Transition age youth have a ton of resources available at their disposable for post-secondary education and on-going support but not without its own set of barriers. According to the National Foster Youth Institute, about half of all youth raised in foster care graduate from high school and 3% of those go on to graduate college. With the sad truth being that the child welfare system makes terrible parents, social workers must work extra hard to help youth not only graduate but take advantage of the ongoing support available. While this may not be an exhaustive list, this my starting point.
Prior to case closure or ASAP!
- Get Chafee involved- Chafee is a program that assists youth from 14-21 (or 23). Each state administers it differently and you can find out more about it by contacting your state or county child welfare. Services range from one-on-one support to groups and they cover topics including education, employment, housing, finances, well-being, and general independence. There are some stipulations around eligibility and states have different eligibility requirements.
- Confirmation of Foster Care Dependency- While Colorado has its own court document, other states may have different ways to prove this. Social workers want to make sure to provide their youth with confirmation of care. This is important for college and to prove their independent student status.
PELL Grant: Have them apply for FAFSA the October before the plan to attend college, although they can apply anytime up to when they want to go school. It is 1st come 1st served. Youth must answer yes the the foster care question on the FAFSA application and decline to answer questions about their parents. They should qualify for the Pell Grant which currently is about $6000 a year. While the FAFSA application will also allow them to apply for loans as well, once they are offered them at the school level, encourage them NOT to take them. If social workers are doing their jobs, we should be providing our youth with enough resources to pay for college without taking out loans.
Education Training Voucher (ETV): ETV is an awesome program for our youth with foster care experience. It allows them extra help towards school and living expenses. ETV will cut a check directly to them to help pay whatever housing and education expenses they have.
Forward Steps Scholarship: Scholarship for former foster youth.
Daniels Boundless Opportunity Scholarship: Scholarship for Former Foster Youth and Non-Traditional Students
**** Make sure your clients know that if they are consistently failing classes or dropping classes that they will owe money back to the FAFSA and ETV.
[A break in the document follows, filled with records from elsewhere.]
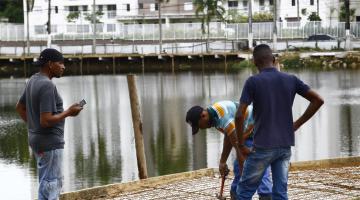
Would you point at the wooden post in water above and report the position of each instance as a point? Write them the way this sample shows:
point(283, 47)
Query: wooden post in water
point(137, 124)
point(225, 63)
point(172, 64)
point(81, 64)
point(114, 72)
point(143, 64)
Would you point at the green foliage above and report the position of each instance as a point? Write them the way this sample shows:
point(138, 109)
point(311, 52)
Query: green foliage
point(208, 10)
point(73, 16)
point(314, 17)
point(13, 10)
point(242, 65)
point(290, 61)
point(304, 11)
point(342, 14)
point(98, 15)
point(263, 17)
point(234, 17)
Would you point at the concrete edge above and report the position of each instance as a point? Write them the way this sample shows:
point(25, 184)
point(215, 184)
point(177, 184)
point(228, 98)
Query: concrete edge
point(113, 190)
point(325, 163)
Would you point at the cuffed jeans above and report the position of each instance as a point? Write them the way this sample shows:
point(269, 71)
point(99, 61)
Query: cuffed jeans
point(265, 187)
point(254, 169)
point(50, 174)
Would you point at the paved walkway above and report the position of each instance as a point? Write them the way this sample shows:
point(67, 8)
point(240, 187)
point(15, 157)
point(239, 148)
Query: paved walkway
point(331, 183)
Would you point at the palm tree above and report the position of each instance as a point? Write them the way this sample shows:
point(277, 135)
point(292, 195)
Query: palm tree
point(208, 10)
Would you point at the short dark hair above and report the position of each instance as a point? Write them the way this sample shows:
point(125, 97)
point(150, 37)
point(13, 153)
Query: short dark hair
point(263, 54)
point(49, 55)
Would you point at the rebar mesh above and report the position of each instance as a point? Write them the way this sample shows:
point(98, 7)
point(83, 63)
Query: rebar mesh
point(329, 183)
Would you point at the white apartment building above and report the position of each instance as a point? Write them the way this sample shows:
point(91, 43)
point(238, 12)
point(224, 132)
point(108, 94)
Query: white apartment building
point(117, 13)
point(290, 10)
point(61, 9)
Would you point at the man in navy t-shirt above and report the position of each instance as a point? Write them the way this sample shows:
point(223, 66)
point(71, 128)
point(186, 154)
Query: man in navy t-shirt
point(272, 94)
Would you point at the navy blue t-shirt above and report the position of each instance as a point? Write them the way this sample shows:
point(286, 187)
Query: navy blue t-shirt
point(272, 94)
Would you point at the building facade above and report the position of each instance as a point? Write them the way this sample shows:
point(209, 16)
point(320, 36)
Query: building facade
point(74, 17)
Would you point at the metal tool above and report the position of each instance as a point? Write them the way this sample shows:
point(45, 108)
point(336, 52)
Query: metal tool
point(223, 178)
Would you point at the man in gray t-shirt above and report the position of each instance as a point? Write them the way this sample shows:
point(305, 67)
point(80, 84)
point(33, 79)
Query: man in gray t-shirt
point(41, 107)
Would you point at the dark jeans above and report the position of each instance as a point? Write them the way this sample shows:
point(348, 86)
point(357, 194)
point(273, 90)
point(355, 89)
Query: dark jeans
point(254, 169)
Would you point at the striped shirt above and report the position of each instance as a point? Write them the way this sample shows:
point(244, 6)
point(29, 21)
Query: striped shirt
point(223, 116)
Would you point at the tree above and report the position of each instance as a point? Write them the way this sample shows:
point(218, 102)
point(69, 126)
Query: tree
point(342, 14)
point(12, 10)
point(208, 10)
point(73, 16)
point(160, 23)
point(234, 17)
point(314, 17)
point(263, 17)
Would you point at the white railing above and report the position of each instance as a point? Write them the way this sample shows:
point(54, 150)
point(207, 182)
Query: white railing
point(179, 31)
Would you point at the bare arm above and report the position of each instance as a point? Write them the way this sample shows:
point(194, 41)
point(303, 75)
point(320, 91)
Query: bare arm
point(239, 122)
point(47, 119)
point(315, 103)
point(227, 146)
point(229, 142)
point(21, 110)
point(248, 132)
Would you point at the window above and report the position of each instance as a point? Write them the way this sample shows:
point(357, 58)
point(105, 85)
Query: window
point(110, 28)
point(152, 7)
point(245, 4)
point(99, 28)
point(82, 29)
point(188, 6)
point(39, 29)
point(70, 28)
point(53, 28)
point(111, 7)
point(73, 8)
point(233, 4)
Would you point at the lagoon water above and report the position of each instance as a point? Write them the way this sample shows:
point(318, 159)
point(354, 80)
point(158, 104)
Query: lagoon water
point(100, 146)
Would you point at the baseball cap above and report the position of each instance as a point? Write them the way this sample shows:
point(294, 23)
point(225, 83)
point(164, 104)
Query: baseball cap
point(193, 116)
point(47, 55)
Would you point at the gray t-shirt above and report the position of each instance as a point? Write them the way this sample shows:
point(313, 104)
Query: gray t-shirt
point(41, 96)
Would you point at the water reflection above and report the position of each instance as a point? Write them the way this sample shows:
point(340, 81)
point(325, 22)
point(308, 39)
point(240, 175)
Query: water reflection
point(100, 147)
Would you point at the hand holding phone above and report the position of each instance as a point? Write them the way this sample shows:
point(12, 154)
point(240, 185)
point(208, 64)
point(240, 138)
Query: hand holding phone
point(82, 103)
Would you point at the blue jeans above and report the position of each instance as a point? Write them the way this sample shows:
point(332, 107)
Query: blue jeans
point(265, 187)
point(50, 174)
point(254, 169)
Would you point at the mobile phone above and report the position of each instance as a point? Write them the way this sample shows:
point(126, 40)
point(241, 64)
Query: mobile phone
point(82, 102)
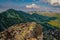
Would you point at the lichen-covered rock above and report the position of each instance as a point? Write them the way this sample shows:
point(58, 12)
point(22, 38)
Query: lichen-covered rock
point(23, 31)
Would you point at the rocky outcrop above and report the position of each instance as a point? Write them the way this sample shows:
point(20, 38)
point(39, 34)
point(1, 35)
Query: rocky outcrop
point(23, 31)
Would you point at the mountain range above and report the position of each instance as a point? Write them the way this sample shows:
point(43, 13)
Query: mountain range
point(12, 17)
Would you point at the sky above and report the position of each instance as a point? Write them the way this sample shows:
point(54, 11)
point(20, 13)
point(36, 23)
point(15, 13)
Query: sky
point(30, 5)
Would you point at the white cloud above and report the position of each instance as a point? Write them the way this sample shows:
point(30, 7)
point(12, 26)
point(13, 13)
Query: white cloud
point(32, 6)
point(53, 2)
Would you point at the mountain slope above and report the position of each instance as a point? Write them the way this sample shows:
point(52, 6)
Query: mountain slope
point(27, 31)
point(11, 17)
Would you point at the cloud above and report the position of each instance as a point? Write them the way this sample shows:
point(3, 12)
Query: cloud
point(32, 6)
point(55, 2)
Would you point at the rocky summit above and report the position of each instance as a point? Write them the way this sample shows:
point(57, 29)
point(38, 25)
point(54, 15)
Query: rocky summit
point(23, 31)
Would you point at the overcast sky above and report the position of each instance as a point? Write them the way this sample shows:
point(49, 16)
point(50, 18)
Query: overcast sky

- Apprenticeships are valid options. They get paid a livable while they learn. There are always local programs that will work with youth to get them involved in apprenticeships. There are even pre-apprenticeship programs that work with youth to help get them exposed to what’s out there. This is a particularly good route for youth who are serious about starting work and making money. These are not easy programs and they can expect to work hard.
- Trade Schools are a good option for those who the traditional college route is not suited for. Make sure to look for a non-profit trade school like Emily Griffith. If they have to pay a lot out of pocket or take out loans, you are sending them in the WRONG direction. With all the other barriers they face, we do not need to be setting them up for financial ruin.
- Community Colleges and Junior Colleges are a great jumping off point for transition age clients. Former foster youth have often experienced a lot of school transition and inconsistent education. Community colleges offer a lot of extra support that I have found 4 year colleges to be lacking for this population.
- For the rare client, a four year university may be appropriate. Look at ALL options. Again, loans should not be the preferred payment option for these clients. Scholarships, ETV, and the PELL should cover all off tuition. Search for alternative housing options.
Find On-Going Supports
One of the biggest pieces to helping transition age youth navigate post secondary education is to make sure that they have the ongoing support they need in ALL the different areas.
Mental Health: Make sure they are connected with counseling if they want it and if they don’t, make sure they know where they can access it and crisis support.
Help them find the on-campus supports like the student access center, the lgbtq+ organizations, a mentor program, or the health center. Did you know that parts of an IEP can carry over to college? Make sure that if your client had accommodations, those are submitted to the access center.
Connect your client to the location Chafee services. A Chafee worker can be a useful tool in navigating the college system.